--- In FairfieldLife@yahoogroups.com, navashok  wrote:
>
> --- In FairfieldLife@yahoogroups.com, Share Long  wrote:
> >
> > Good for oxes and morons?  Well I'm not an Ox in Chinese astrology.  So 
> > that only leaves...(-:
> > 
> 
> Cosmic ego, maybe? I think that was actually Maharishis expression, was it? 
> Or was that cosmic accident?
> 
> Share, for all what I know of you - I rather see your comment as lighthearted 
> and humorous - I don't group you with the dogmatic and fundies. 
> 
> That was srijau and he already got some flak. I guess his 'opinion' is 
> something that grows in a spiritual mono-culture. For me, being out of it for 
> decades now, this is rather some curious strange phenomenon, which I still 
> remember, but I wonder at that sort of spiritual naivety, the almost innocent 
> exhibition of ego.
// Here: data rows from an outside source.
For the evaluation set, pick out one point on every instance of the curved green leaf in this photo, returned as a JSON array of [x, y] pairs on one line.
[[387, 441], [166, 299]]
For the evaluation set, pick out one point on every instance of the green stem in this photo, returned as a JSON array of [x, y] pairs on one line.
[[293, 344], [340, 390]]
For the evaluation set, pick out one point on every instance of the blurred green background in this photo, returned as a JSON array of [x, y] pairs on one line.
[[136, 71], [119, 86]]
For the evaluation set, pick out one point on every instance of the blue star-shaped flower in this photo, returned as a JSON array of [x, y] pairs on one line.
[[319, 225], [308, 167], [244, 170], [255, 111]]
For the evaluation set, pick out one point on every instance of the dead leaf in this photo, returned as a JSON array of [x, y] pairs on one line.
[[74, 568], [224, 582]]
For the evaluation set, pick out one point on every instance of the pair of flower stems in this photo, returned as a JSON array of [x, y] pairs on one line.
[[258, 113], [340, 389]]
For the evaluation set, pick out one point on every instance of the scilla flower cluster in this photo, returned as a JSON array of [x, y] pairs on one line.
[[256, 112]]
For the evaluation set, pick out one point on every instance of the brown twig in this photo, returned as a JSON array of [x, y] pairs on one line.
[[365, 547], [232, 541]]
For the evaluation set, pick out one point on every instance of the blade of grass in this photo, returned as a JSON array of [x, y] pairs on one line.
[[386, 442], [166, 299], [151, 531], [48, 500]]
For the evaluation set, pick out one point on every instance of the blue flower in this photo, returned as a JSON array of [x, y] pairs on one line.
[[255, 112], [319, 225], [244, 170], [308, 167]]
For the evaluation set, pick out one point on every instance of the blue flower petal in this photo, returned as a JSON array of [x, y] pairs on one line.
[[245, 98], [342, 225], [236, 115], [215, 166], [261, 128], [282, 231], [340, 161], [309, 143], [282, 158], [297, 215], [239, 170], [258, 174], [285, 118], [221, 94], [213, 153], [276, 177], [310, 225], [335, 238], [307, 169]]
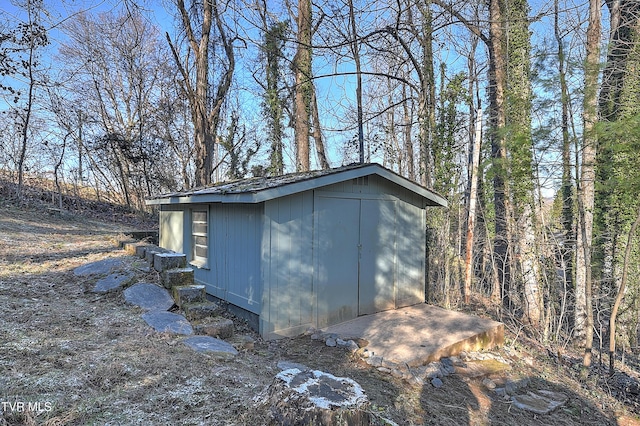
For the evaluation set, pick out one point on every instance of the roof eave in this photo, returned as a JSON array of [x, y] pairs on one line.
[[432, 198]]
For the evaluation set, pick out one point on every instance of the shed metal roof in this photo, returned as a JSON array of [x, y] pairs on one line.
[[259, 189]]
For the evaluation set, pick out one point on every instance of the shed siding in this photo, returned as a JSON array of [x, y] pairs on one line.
[[233, 273], [410, 246], [172, 229], [288, 269]]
Is it really like this? Are there really many people in 
> the movement, who believe this? I guess there are. But to anybody outside the 
> mono-culture of the movement, this will only lead to eye-rolling.
> 
> Don't get me wrong, I appreciate Maharishi for what he did, I appreciate his 
> role in popularizing meditation for the mainstream in the west, at our 
> generation, I admire how he helped many people to make a major turn toward 
> spirituality, again in our generation, lots of stories of a lot of people, 
> myself included.
> 
> But then I wonder at the unreflected exhibition of ego as in srijaus remark. 
> ANY belief of 'My Guru/Hero/Avatar is the greatest of all time, far greater 
> than any known historic person' is just that: plain materialistic ego 
> projected on a spiritual ideal. 


It's just strong love, nothing wrong with that. Maharishi never ever indicated 
that he was great, let alone the greatest. The teaching yes, himself, no. The 
greatest for him was Guru Dev, a notion strongly supported by Benjamin Creme 
who places Guru Dev at 6,0, one of the most senior and highest in evolution of 
all the Masters of Wisdom now guiding this planet.